Ironically, it is many of the very same qualities which render his essays so abysmal on the topic of society and culture writ large, that render his literary essays far more appreciable. Indeed, some of these verge on masterpieces of short-form literary commentary. Here, Epstein’s breadth of knowledge and light skimming of his topic matter, drawing in disparate threads of historical anecdote or zeroing in on very particularized elements of an author and their work, provide lovely snapshots of writers. In most cases, there’s nothing new or special in these essays, and Epstein largely restates what others have already said, yet he does so with a succinctness and beauty of form that render them a delight to read. His essay on George Orwell, for example, poses the question of why Orwell remains so popular despite the lack of superior qualities in his literary writing.

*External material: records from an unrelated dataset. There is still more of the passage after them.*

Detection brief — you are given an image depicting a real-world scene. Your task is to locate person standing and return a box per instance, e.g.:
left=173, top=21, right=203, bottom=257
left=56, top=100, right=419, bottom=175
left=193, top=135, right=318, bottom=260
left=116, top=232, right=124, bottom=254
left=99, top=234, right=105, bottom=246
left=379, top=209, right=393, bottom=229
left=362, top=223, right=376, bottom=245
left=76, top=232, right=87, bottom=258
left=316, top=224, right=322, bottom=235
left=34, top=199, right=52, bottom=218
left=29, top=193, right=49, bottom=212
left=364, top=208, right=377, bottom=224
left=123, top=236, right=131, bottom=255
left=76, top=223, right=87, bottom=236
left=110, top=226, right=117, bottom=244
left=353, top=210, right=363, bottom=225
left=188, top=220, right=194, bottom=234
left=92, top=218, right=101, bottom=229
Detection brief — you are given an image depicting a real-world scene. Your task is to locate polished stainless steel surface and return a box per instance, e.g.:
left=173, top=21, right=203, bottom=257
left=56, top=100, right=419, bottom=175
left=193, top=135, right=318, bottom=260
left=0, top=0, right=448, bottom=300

It’s well-trod territory, and Epstein mostly re-treads what others have said, but does so in a fair and touching overview that winds up being sympathetic and appreciative while also critical.
These essays are thankfully devoid of the grumpy-old-reactionary-man attitude which pervade his culture essays and leave one to wonder whether the greater tragedy is that Epstein was unable to look beyond his own narrow opinions to comment as usefully on culture as he does on literature, or that he tried doing so in the first place.
Again, here Epstein draws on a voluminous familiarity with history, culture and literature to frame the charm and significance of his subjects in terms that resonate with the needs of his readers; both those that speak to contemporary concerns and those that resonate with the reader’s desire for more eternal truths and values. In his masterful essay on Edward Gibbon, celebrated author of The History of the Decline and Fall of the Roman Empire, he unsententiously points to Gibbon’s critique of the Antonine emperors, in terms that echo the bane of today’s social media politics: “The name of Poet was almost forgotten; that of Orator was usurped by the sophists. A cloud of critics, of compilers, of commentators, darkened the face of learning, and the decline of genius was soon followed by the corruption of taste.”
And with equal ease he draws recitations from other authors which lend themselves to his subject in beautiful and succinct aphorisms. Quoting Simon Leys: “The novelist is the historian of the present and the historian the novelist of the past.” His essays on Willa Cather, Herodotus and Tacitus are also particularly delightful.
The collection features a short series of articles on Jewish notables and culture, and finally a series of very brief commentaries on literary “masterpieces”. These, too, are terrific; I’ve never felt such an urge to rush out and purchase books by Herodotus, Tacitus, Machiavelli or Boswell.
The Ideal of Culture is a mixed bag, then. Epstein’s mastery of the literary essay is undeniable. His essays on ‘culture’, however, aspire toward an ideal that continues to elude him.